News flash! Puerto Rico is a U.S. territory, idiota, and consequently, any person born in Puerto Rico is a U.S. citizen. I didn't proudly serve my country to be later scrutinized for being Latino. We all bleed the same color blood, Mr. Whitteaker. This misuse of power to twist laws around for the benefits of others is exactly why our society is so divided. The rich stay rich and the poor stay poor.

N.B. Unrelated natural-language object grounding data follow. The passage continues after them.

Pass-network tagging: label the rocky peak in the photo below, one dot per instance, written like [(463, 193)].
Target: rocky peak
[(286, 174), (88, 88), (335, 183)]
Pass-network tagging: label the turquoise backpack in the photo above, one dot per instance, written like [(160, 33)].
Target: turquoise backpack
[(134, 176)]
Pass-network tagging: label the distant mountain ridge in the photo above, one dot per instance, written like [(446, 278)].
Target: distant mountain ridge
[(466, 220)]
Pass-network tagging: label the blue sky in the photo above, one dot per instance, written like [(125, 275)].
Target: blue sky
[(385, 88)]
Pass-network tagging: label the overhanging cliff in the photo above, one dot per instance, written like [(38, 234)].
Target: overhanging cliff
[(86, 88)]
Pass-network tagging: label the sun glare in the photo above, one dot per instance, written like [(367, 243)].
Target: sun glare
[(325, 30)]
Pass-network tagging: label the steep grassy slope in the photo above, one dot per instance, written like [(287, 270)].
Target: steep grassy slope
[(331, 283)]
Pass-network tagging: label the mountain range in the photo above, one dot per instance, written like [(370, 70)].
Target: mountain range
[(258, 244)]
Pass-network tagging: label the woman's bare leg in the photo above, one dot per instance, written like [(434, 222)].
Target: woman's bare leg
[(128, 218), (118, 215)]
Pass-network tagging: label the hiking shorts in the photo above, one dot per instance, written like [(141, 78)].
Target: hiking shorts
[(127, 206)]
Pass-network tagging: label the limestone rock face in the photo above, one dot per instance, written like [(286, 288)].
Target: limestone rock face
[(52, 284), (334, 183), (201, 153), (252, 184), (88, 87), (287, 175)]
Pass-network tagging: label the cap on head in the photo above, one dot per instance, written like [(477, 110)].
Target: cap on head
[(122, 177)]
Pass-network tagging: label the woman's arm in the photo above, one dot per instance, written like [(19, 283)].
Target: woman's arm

Again, we are faced with racism and discrimination from a more prominent race. I bet Mr. Whitteaker doesn't complain when he goes to any chain restaurant to scarf down gravy-doused plates of food the Mexican kitchen staff diligently prepared for him. If he resided in south city, would his fight against overpopulation be directed at the more prominent Bosnian race? There is no telling where his next adventure will lead.
I will also take my money elsewhere. Rather than driving through his trashy town to visit my mother in her luxurious west-county condo (which she has owned for the last fifteen years), I will choose a more inconvenient route and avoid driving through that miserable stretch of Highway 141.
Yes sir, Mr. Whitteaker, you sure put Valley Park on the map, as the Missouri equivalent of Granite City.
Nelson Labrador, Ballwin
Owing to an editing error, we left out a sentence from last week's feature, "Bow to Your Sensei." A passage near the end of the penultimate section should have read:
Says Andre: "I'm like a retired dog. I see other dogs fight; it makes me want to get back in. But I got too much other stuff going on to just be jumping back in the cage."
He has a bodyguard company, Professional Protective Services, his two gyms and also a fighter training program. Those interested in joining receive an information packet that contains a list of 32 rules, ranging from moral imperatives like telling the truth ("Rule 1: Lies are the tools of weak cowards") to hygiene requirements ("Rule 20: Shower at least twice a day on training days").
While we're at it, Leah Jordan of the Slaughter Project wrote to tell us she'd forgotten to include a credit when she sent the photo we ran in Night & Day the week of March 22. The photo should have been credited to Erin Storm of Storm Studios in Edwardsville.